Неожиданно в окно кто-то постучал.
Переглянулись. Заболотько дал знак Повелко, и тот мгновенно скрылся в кухне. Стук повторился.
– Пойду, – сказал Заболотько. – Не волнуйтесь, – добавил он, надевая пальто и шапку.
Игнат Нестерович сел за стол.
В передней послышались шаги, громкий разговор, и в комнату вошел, весь запорошенный снегом, старик Заломин.
У Тризны невольно вырвался вздох облегчения. Но он сказал, недовольно покачав головой:
– Носит тебя нелегкая! Ведь предупреждали, что надо отсидеться, а ты бродишь.
Тотчас после освобождения Повелко Заломин перешел на нелегальное положение.
– А я осторожно, с оглядкой, – ответил Заломин, старательно сбивая рукой снег с изодранного полушубка. – Что я, не понимаю, что ли!
Вернулся Повелко. Он радостно обнял старика:
– Что слышно про лагерь?
Заломин рассказал, что все бочкари получили отставку. Допросам их не подвергали, но именно это обстоятельство вызывало подозрения. Возможно, фашисты затевали что-то.
Заломин сел за стол и достал из кармана кисет.
– Я сегодня постараюсь внешность себе подпортить. Так лучше будет, – усмехнулся он.
– Как это – подпортить? – поинтересовался Повелко.
– А так… Обрею начисто голову, усы, бороду, да и брови за компанию. Бог даст, со временем отрастут.
Он медленно крутил цыгарку. Большие, обветренные, в шрамах и ссадинах пальцы его действовали уверенно.
Помолчав, он спросил:
– Ну, а ваши дела как?
– Плохи дела, – коротко бросил Игнат Нестерович.
– Чего так?
Тризна вкратце обрисовал создавшееся положение.

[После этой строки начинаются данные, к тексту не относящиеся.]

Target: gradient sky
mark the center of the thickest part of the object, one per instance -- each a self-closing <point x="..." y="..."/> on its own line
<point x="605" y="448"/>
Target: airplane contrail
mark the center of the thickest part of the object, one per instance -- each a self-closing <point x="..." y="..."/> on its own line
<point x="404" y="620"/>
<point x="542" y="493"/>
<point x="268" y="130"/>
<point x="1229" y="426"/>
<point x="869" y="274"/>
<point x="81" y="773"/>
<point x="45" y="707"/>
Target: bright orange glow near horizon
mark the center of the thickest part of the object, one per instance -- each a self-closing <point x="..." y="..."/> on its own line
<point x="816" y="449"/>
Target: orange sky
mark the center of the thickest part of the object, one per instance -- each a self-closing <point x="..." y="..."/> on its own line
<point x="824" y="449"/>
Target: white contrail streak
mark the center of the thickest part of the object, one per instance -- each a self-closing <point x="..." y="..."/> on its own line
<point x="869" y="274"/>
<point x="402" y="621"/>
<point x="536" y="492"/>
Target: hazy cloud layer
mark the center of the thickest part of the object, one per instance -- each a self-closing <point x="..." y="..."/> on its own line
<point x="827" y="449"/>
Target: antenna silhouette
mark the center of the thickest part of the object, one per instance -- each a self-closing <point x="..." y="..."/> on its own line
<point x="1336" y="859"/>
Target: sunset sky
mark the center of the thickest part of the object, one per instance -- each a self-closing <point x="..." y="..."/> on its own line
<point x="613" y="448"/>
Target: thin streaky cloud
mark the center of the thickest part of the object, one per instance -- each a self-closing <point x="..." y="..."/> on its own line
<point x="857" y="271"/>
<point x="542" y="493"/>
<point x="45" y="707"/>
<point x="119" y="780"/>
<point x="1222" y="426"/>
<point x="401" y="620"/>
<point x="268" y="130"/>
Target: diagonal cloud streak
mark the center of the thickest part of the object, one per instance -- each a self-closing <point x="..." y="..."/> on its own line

– Выходит, все дело в Повелко? Попадет он во двор электростанции, так и дело совершится?
– Да, выходит так.
– Ну ладно, совещайтесь, а я пойду, – Заломин неожиданно встал и начал одеваться.
На другой день на квартиру к Ожогину и Грязнову под видом нищего опять прибежал Игорек. Когда Ожогин вынес ему кусок хлеба, Игорек торопливо передал, что у Заболотько Никиту Родионовича ждут Изволин и Тризна.
Как и раньше, Грязнов пошел за Ожогиным, для того чтобы обнаружить возможную слежку.
Через двадцать минут Ожогин уже стучался в окно знакомого дома.
Оказалось, что переполошил всех старик Заломин. Он явился к Тризне два часа назад начисто обритый и предложил «созвать всех», так как он «будет докладывать рационализацию». Пришлось созвать.
– А где же он сам? – спросил Никита Родионович.
– Побежал что-то уточнять, сейчас вернется.